オタク文化の切れの端

基本的にweb小説を紹介するブログです。普通のラノベも読みます。批評とかもします。たまに一般文芸とか映画の感想とか思ったこととかが入ります。

【ネット小説 紹介】迷宮クソたわけ

奴隷狩りに捉えられた少年は商人に買われ、冒険者の道を強要される。
冒険者適性が壊滅的になかった少年は仕方なく、誰でもなれる(そして一番死にやすい)魔法使いとして迷宮に挑むのだ。

【1月31日 KADOKAWAから書籍が発売されまました】

紹介文より

 おすすめ度☆☆☆☆

(おすすめ度 指標

☆5つ 万人におすすめ出来る完成度が非常に高い小説

☆4つ 小説好きには勿論、殆どの層におすすめできる完成度の高い小説

☆3つ 少し癖があるものの小説好きにおすすめ 

の目安で付けています)

 

 

 この小説はハイファンタジーです。

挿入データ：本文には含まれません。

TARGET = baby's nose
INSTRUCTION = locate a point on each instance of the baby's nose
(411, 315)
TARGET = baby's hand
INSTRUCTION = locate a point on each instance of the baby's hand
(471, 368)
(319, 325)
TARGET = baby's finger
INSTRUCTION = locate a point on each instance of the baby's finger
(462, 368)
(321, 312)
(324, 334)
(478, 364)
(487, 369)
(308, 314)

この小説は主人公が奴隷の立場から脱出するために魔法使いとして迷宮に潜っていくといったまあ設定だけを言ってしまえばよくある話です。特にweb小説では。しかしこの小説はその辺の小説でありがちな成りあがっていく解放感や、強くなって復讐するカタルシスといったものとはあまり縁がありません。

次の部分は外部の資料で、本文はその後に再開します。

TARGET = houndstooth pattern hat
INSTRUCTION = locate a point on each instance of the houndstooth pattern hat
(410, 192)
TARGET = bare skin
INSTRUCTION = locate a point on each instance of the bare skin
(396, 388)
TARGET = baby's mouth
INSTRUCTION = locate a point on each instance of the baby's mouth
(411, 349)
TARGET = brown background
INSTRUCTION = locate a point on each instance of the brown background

 主人公は奴隷狩りに攫われた身。奴隷として売られた自分を買い戻すために迷宮に潜るわけですが、ほとんどの職業へ適性が無いので誰でもなれて一番死亡率の高い魔法使いへ。最初の冒険では大ネズミ相手に辛勝するものの宝箱に掛けられていた罠によって早々に仲間が死に……とまあ世知辛い。ここから先もひたすらに泥の中をもがくかのような、ファンタジーでありつつも人間臭い物語が続きます。

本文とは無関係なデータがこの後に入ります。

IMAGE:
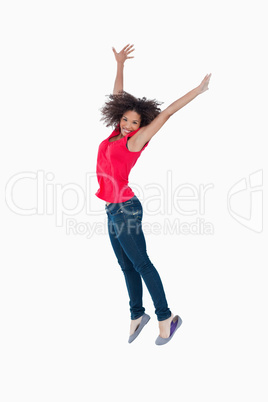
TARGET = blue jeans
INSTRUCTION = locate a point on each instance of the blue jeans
(128, 242)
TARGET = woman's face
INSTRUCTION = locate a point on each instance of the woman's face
(129, 122)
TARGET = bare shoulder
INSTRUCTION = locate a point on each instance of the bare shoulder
(137, 141)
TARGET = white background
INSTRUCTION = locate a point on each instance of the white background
(64, 306)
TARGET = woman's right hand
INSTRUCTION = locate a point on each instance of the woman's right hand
(122, 56)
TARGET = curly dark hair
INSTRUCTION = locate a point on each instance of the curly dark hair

 主人公の周りを取り囲む人間たちも皆”人間臭い”。そんな生々しさがこの作品に私たちを引き込み、この世界特有の奇妙さが心を掴み、時折垣間見える人の美しさで離さない。そんな小説です。

 この作品は作者さんが自身で書いているように現在のRPGの源流(D&Dだろというツッコミは置いてください)ともいえるウィザードリィを強くリスペクトしています。なので他のweb小説の設定に似ているというよりはウィザードリィにweb小説が似ているというべきですね。源流からの汲み出しなので類似点があるのは当たり前の話し。作者さんがウィザードリィ好きなのは主人公の名前がアなことからも推して知るべし。未知であり、一つのミスで仲間、自分が死んでいく。一つの決断は決して自分が望んだようにはいかず、大きなうねりの中それでも抗い進む。そんな雰囲気がとても伝わってきます。

 最初期のファンタジーというのはこのようなもう一つの世界があり、そこにも抗えない法則や現実があると作られたわけですが、その面白い要素を抽出して現実のえぐみを削ぎ落としてライトにしていったのが今のラノベの主流です。

 しかしながら削ぎ落とされた部分にしかない面白さというのも確かにあり、それを思い起こしてくれるようなこの小説の雰囲気が私はとても好きです。

 ヘビィなファンタジーの息遣いを感じたい人におすすめです。